Not long ago, the last Labour government in New Zealand tried to ban smoking outright. It was the very final policy at the bottom of their very shallow barrel. Having spent years in power doing not much of anything but coasting on the vibes of its youngish prime minister, they tried to make one segment of the population feel more moral and superior than the other. The smoking ban wasn’t why they lost the election; they lost because a smoking ban was the final bit of proof they had no ideas left. It does not augur well if the British Labour Party is doing the same thing at the start of its term. Starmer promised “mission-driven government” in July, and now we know what the sixth of these missions is: misery, with a side-order of hectoring and puritanism. Next to be banned: bouncy castles, booze on trains, shagging.
The welter of a British August is made that little bit more tolerable by a longish afternoon (and dusk, if you’re lucky) in the company of good friends and a full pack. Too young by a year to be allowed to smoke indoors, I nevertheless grew up with the instinctive, surface-level solidarity of the outdoor smoking area; its natural huddles, its shared conversation-starter, the feeling that we were (and are) better, cooler, more joyful than the rubes indoors. Where else are you to go now if you want to get some proper flirting done?

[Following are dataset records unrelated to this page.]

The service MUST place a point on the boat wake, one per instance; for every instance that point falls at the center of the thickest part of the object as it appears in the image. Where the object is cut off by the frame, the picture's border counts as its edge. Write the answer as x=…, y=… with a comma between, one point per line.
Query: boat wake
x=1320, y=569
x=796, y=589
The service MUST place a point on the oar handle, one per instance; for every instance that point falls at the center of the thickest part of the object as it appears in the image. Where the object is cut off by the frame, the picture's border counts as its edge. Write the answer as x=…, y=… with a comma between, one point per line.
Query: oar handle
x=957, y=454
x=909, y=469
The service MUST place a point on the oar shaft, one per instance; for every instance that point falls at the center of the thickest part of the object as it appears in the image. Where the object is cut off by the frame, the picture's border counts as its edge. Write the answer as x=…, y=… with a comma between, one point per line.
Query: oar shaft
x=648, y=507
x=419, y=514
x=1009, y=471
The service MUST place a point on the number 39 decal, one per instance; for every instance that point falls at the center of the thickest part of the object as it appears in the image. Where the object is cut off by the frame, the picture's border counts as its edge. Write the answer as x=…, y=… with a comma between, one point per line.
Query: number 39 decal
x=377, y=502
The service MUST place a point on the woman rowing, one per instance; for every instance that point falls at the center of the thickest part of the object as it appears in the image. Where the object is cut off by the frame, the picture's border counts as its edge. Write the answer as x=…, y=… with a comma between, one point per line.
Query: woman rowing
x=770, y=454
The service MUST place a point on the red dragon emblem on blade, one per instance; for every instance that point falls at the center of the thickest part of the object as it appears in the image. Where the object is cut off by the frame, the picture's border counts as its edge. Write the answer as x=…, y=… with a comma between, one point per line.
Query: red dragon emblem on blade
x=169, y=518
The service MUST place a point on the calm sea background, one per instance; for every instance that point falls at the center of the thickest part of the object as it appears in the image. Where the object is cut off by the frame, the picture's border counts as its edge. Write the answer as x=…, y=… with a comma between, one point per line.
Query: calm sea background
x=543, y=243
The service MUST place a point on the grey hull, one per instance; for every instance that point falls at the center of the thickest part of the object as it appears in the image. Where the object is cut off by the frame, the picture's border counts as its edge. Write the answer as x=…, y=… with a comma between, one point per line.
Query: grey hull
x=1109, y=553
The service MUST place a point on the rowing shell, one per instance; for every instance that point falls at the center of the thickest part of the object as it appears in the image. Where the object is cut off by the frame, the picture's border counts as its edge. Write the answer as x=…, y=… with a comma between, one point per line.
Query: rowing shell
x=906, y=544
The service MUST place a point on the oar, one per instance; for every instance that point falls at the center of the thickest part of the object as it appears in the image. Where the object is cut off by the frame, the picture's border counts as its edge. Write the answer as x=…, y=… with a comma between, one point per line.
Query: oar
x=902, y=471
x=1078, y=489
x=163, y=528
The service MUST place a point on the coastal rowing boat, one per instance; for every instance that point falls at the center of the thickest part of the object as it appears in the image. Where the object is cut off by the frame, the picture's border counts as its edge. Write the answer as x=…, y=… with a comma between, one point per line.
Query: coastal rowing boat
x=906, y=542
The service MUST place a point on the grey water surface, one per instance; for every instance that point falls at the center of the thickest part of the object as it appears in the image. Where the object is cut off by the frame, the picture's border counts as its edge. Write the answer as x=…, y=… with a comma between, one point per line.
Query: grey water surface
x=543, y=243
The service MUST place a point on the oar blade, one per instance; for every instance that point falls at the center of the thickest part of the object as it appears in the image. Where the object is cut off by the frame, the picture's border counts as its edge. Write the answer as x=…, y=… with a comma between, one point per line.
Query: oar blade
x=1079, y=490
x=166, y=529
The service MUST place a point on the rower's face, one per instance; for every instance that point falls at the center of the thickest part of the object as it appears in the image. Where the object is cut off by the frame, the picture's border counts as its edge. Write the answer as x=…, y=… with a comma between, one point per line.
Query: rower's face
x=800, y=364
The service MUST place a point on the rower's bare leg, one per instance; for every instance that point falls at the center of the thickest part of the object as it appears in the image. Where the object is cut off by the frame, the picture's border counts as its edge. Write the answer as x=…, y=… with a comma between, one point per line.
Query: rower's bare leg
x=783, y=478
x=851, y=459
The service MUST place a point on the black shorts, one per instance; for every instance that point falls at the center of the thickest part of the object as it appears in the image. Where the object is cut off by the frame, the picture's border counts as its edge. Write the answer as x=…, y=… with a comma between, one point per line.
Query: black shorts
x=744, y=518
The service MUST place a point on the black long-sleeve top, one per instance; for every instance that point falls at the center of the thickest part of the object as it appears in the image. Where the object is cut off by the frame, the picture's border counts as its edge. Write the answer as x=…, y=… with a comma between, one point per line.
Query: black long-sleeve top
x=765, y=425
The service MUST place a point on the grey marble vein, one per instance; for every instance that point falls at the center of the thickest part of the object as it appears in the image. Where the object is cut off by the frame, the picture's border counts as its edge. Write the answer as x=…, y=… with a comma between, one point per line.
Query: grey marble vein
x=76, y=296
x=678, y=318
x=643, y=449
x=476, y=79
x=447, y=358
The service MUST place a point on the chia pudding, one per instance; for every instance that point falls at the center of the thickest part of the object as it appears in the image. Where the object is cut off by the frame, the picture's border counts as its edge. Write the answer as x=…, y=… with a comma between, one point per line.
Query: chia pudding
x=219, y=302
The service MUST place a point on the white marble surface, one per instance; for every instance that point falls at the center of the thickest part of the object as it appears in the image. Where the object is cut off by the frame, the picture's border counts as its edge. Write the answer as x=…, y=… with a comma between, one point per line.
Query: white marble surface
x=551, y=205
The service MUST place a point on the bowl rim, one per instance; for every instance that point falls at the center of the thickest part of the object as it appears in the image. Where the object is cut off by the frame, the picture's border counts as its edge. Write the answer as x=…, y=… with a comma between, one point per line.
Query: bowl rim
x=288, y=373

In this Labour Party we find all the brutality and squalor of the neoliberal age and none of the permissiveness. With one hand we are punished – high inflation, falling wages, retreating welfare services – and the last bit of cash for a weekly pleasure gets nicked from our pockets. With the other hand, they take away those pleasures and tell us it’s for the good of the realm. Really it’s just another sham policy to lay on the pile of other sham policies which make up scrap-blanket covering the hole where all the money ought to be. When growth is dangling somewhere round the ankles of the nation, it’s probably best not to target the nation’s backbone: its pubs. Labour, it seems, would prefer them as austere, cookie-cutter, and boring as their front bench. The prime minister spent roughly 87.6% of last election reminding us “My dad was a toolmaker.” Now it’s clear: it was a warning. His father really did make a tool.